I've already tried the revdep-rebuild thing, didn't fix it. Also tried remaking my kernel and booting off that, no dice though.  It seems to be a problem with a package, but I can't figure otu which one.

Edit: It seems to be related to networkmanager... I noticed restarting it by hand would also lock the system, so I removed it and no more issue. Now I'm trying to get it running with wpa_supplicant, for some reason ifconfig isn't seeing my bcm4311 anymore though, but iwconfig is. iwconfig is saying that it doesn't support scanning though, and ifconfig says it doesn't see it at all so I can't bring the device up.

Edit2: Ok, that fixed the problem. Don't know what started this, but after moving everything over to wpa_supplicant the system is rock-solid again.

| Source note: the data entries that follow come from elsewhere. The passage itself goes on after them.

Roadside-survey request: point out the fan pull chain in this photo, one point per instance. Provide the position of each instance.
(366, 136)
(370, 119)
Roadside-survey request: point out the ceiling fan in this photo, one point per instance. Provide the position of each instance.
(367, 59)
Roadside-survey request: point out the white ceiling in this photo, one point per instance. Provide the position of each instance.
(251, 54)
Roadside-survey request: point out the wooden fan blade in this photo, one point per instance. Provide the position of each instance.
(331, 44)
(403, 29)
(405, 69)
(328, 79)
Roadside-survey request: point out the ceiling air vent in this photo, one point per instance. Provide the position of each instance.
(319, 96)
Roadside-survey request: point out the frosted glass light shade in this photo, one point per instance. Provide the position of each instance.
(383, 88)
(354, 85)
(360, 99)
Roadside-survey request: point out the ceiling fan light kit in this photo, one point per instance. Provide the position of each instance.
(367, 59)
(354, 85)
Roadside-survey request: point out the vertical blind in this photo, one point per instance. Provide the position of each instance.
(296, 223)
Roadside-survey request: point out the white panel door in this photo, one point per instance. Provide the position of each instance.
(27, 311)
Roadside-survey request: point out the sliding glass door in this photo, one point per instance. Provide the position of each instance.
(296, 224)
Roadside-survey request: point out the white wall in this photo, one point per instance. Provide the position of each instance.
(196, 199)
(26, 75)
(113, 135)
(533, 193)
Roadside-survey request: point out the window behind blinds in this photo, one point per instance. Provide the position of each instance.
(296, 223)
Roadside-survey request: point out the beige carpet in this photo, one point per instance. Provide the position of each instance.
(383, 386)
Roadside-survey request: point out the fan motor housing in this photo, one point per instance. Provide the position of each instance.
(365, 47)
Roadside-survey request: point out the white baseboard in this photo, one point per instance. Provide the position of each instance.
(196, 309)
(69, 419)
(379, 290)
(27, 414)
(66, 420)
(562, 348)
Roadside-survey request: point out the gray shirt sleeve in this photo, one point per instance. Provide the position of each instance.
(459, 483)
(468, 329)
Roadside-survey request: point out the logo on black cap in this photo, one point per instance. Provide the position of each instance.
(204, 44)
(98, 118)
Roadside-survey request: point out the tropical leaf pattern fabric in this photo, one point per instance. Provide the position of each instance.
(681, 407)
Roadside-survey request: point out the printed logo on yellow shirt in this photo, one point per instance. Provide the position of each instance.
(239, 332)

Strangely my logs and such didn't help at all with pointing it out, just some trial and error with shutting down init scripts.

----------

## dougthug

I'm having this same exact issue, but I don't want to abandon NetworkManager.  Is there anyone other than the two of us that have seen this problem?  Thanks.

----------

## theMerge

Same here.  I think this warrants a bug report.  Has anyone checked or submitted one?

----------

## dougthug

I'm don't think this should be in the 'Kernel & Hardware' section.  This is an issue with NetworkManager.  Anyone know how to get a topic moved to another forum.  I think this should either be under 'Desktop Environments' or 'Networking & Security'.  Thanks.

----------

## KAMIKAZE_

same here  :Evil or Very Mad: 

----------

## retroman

interesting..................

This issue exists on both of my HP DV 6000's, one 32-bit mode the other 64-bit mode.  Both hang on shutting down loopback.

However I DO NOT have the problem on my toshiba satellite running the same versions of the software.

I further noticed on the HP's that If I do not run knetworkmanager, the HP's will shut down fine. only after i connect to a wireless network does the problem happen.

maybe dbus/kernel related related?

The issue does not happen in 2.6.22r8, it does happen in 2.6.23r3!!!!!!!!!!!!!!!!!

----------

## retroman

I can say now that on the Hp laptops (the ones that had the issue) the problem does not appear using 2.6.24rc7.

----------

## dougthug

Wonder if it's any coincidence that I'm having this problem on my HP laptop?  Probably just that, but you never know with these fickle things...

----------

## dougthug

Well, I updated my kernel to  2.6.23-gentoo-r6 last night, and still the same problem.  Anyone having any success remedying this?  Thanks.

----------

## retroman

ill confirm the 2.6.23r6 does not fix the issue

----------